There’s a notable commitment to fulfill an artistic ideal in I Burn. For no other reason would the EP’s lead single have a hook that consists merely of one word: “HWAA”. It’s not just any word, though: in Korean, it can mean ire or flower, while in Chinese it means spark. The meanings are all fitting. However, it’s still a noteworthy choice for a K-pop song to have a simple and monothematic melody in the chorus. When has a K-pop chorus melody relied that much on one single note before? It’s not common, and it may seem like a meaningless detail, but it makes a difference. The chorus in “HWAA (화 (火花)” is hauntingly beautiful.
Additionally, there are several details in the instrumentals of “HWAA (화 (火花)” that deserve a closer listen. For example, a string that plays low in the first chorus and louder in the second. The fire in I Burn soothes throughout the EP. The (G)I-DLE members present smoother versions of their vocals in “Moon” and “Dahlia”. I Burn is set for spectacle and accomplishes it by building an enthralling soundscape.
7. OH MY GIRL – Dear OHMYGIRL [WM Entertainment]
In a year when many K-pop girl groups have explored more experimental sides to their music, Oh My Girl shone like no other. Dear OHMYGIRL is opened and closed by safe pop tracks, but the middle songs are the closest to an indie, alt-pop album by a K-pop group we ever heard. That’s a compliment, but not because it’s a shame to be associated with K-pop. It’s because distancing itself from K-pop formulas is hard to do. K-pop actually embraces all kinds of sounds. Nearly everything has been done in K-pop; sounding fresh is not an easy task. But Dear OHMYGIRL is a breath of fresh air.
The EP peaks in the lo-fi, dream pop “My Doll”. The verses start with delicate vocals that are processed in the chorus, creating a cold, robotic atmosphere. It depicts the feelings of growing up and losing touch with your innocence. “Quest” is another high point, with its old-school video game sounds. It recalls the carefree instrumentals of the Soundcloud rap of 2015/2016, such as Lil Yachty’s “Minnesota“. These arrangements trick you into thinking they’re simple when actually, that’s where their brilliance lies.
In its less daring moments, Dear OHMYGIRL is still dynamic and fun. “Dun Dun Dance” is a friendly, innocent disco-pop song. “Who comes, who knows” is trap and bossa nova. No genres repeat in Dear OHMYGIRL, and all of them are amazing.

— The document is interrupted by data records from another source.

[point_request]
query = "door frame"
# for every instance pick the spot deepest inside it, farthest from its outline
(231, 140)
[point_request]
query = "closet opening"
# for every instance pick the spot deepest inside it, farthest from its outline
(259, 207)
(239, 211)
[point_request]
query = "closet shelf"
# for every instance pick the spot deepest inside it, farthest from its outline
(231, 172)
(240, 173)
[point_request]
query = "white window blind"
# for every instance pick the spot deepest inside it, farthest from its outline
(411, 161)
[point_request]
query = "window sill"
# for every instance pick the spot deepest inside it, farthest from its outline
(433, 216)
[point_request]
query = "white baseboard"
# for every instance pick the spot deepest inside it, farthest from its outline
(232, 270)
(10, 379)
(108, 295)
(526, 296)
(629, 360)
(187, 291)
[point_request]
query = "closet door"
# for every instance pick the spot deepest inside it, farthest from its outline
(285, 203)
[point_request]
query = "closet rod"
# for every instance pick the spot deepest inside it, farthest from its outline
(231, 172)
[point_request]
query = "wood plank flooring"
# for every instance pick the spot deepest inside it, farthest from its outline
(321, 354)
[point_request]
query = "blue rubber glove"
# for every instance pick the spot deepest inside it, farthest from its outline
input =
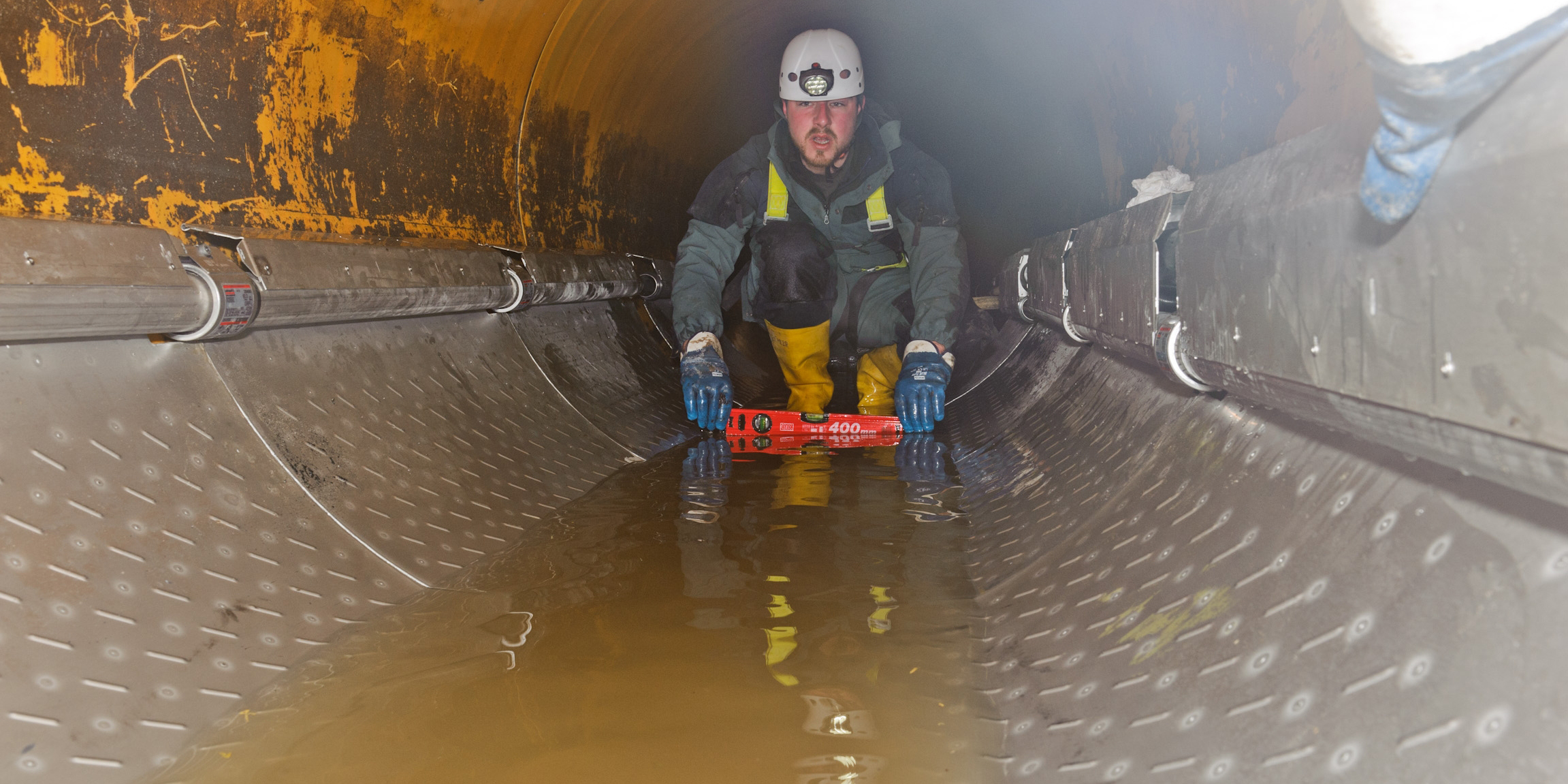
(1422, 106)
(921, 392)
(705, 383)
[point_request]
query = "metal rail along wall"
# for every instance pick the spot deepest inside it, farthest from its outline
(1354, 560)
(185, 521)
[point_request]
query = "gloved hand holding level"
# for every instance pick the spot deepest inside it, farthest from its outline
(921, 392)
(705, 383)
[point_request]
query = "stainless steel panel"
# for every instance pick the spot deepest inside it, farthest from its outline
(613, 371)
(1494, 220)
(77, 279)
(1112, 277)
(159, 567)
(436, 441)
(1183, 589)
(1452, 314)
(1046, 275)
(577, 277)
(1275, 272)
(333, 261)
(39, 251)
(37, 313)
(314, 307)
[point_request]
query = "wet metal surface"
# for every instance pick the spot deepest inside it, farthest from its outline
(789, 618)
(1181, 589)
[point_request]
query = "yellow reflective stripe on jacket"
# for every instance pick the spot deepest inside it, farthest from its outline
(778, 196)
(877, 217)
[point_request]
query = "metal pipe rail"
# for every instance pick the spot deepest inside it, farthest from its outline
(1437, 338)
(84, 279)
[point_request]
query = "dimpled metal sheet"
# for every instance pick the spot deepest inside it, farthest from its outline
(1181, 589)
(613, 371)
(436, 439)
(156, 562)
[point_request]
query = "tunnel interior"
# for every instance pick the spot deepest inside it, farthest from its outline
(1335, 560)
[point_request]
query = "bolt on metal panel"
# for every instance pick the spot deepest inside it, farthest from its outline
(157, 567)
(1175, 585)
(629, 392)
(435, 441)
(1112, 273)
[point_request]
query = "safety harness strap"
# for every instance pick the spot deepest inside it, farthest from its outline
(877, 217)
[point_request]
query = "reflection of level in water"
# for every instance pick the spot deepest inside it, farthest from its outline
(799, 444)
(790, 432)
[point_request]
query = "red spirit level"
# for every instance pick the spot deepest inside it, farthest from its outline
(793, 433)
(789, 424)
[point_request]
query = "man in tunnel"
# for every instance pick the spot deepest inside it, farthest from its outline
(855, 250)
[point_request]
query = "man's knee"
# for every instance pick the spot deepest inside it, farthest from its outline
(797, 278)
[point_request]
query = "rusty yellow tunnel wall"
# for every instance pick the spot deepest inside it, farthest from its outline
(592, 123)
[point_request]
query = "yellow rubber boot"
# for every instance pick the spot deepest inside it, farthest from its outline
(878, 372)
(803, 356)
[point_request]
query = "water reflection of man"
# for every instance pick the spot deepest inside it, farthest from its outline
(705, 491)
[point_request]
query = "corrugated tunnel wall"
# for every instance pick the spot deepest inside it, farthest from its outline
(1347, 565)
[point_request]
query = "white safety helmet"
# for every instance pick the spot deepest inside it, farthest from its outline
(820, 65)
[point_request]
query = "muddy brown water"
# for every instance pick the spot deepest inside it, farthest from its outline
(800, 620)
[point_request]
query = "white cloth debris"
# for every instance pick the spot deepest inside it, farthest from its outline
(1159, 184)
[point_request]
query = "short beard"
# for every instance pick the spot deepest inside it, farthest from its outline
(833, 154)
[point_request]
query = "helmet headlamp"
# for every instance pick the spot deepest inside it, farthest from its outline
(816, 82)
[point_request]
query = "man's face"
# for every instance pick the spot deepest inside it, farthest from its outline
(822, 129)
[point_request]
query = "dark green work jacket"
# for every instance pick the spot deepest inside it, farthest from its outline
(733, 203)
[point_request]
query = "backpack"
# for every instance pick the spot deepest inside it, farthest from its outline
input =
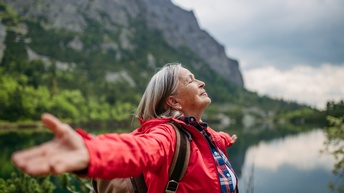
(137, 184)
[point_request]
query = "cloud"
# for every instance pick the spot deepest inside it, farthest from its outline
(301, 152)
(289, 49)
(284, 32)
(305, 84)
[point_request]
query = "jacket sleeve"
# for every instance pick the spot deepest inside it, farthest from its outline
(124, 155)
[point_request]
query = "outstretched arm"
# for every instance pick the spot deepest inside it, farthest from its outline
(65, 153)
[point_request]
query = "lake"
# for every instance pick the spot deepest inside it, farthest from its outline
(284, 162)
(290, 164)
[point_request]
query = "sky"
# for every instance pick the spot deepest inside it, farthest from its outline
(287, 49)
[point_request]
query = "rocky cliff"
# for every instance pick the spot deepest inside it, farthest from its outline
(178, 27)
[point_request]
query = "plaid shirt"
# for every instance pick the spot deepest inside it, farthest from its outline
(226, 173)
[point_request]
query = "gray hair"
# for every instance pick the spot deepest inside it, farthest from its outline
(162, 85)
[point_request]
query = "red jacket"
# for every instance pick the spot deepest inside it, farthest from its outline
(150, 150)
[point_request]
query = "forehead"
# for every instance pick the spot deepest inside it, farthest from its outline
(184, 74)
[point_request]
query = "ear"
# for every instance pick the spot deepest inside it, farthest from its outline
(173, 103)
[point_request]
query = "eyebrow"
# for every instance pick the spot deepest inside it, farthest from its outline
(191, 76)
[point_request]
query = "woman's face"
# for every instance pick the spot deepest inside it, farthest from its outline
(191, 96)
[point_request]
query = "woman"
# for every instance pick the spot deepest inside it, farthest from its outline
(173, 93)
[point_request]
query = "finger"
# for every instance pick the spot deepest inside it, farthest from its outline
(38, 166)
(54, 124)
(234, 138)
(21, 158)
(76, 161)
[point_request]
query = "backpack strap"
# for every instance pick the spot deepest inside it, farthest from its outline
(180, 160)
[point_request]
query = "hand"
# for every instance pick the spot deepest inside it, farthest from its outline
(65, 153)
(234, 138)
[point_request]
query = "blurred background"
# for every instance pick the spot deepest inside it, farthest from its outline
(273, 69)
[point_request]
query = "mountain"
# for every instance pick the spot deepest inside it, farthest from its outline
(178, 27)
(90, 60)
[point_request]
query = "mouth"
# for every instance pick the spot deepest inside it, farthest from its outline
(203, 93)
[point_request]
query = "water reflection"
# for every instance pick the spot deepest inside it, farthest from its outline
(292, 164)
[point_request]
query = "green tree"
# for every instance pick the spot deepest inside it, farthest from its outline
(23, 183)
(334, 145)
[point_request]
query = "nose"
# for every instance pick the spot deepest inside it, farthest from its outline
(200, 83)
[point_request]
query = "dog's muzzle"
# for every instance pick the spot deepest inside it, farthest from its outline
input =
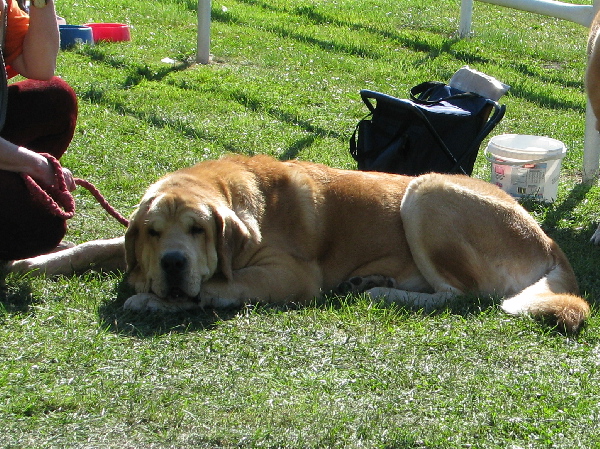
(174, 265)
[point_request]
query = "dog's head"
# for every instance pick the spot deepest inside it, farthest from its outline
(180, 236)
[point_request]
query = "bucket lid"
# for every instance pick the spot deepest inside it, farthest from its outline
(523, 147)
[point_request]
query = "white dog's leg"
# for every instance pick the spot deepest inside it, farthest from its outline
(98, 255)
(425, 301)
(596, 237)
(149, 302)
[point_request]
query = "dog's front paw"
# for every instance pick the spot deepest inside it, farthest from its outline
(149, 302)
(360, 284)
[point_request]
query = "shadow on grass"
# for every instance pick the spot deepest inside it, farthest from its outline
(17, 299)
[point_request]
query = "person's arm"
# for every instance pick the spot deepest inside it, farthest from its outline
(41, 44)
(19, 159)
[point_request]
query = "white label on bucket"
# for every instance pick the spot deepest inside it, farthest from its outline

6. IU – Lilac [EDAM Entertainment]
Artist IU is a gift that keeps on giving. Her ability to deliver good music and flawless vocals is a sure thing. IU has been doing this for over a decade, and Lilac is proof she still has a lot to offer. In Lilac, IU’s music is irresistibly danceable, as in the tracks “Lilac” (which has a city pop feel to it), “Celebrity” and “Coin”. Yet she still keeps her foot in other territories where she’s dearly loved as well: you’ll hear R&B in “Troll”, and “Empty Cup”, and romantic ballads in “Hi Spring Bye”, and “My Sea”.
Another genre IU does well in is “Ah puh”. Yes, it deserves to be a genre of its own, one that is very specific. Sound-wise, Ah puh mixes funk, rock, and R&B. Songwriting-wise, it plays with repetition and stuttering in a way that sounds mostly onomatopoeic. “Ah puh” is the most unpretentiously fun track in Lilac. It might please those who enjoyed her playful R&B in hits like “BBIBBI(삐삐)” (2018), but it has a funkier, Prince-like vibe to it. “Flu” also plays with repetition in lyrics and melodies.
Lilac has all aspects of IU: mellow and romantic, but also witty and fun, with the bonus of some different and new sonic colors added, as well.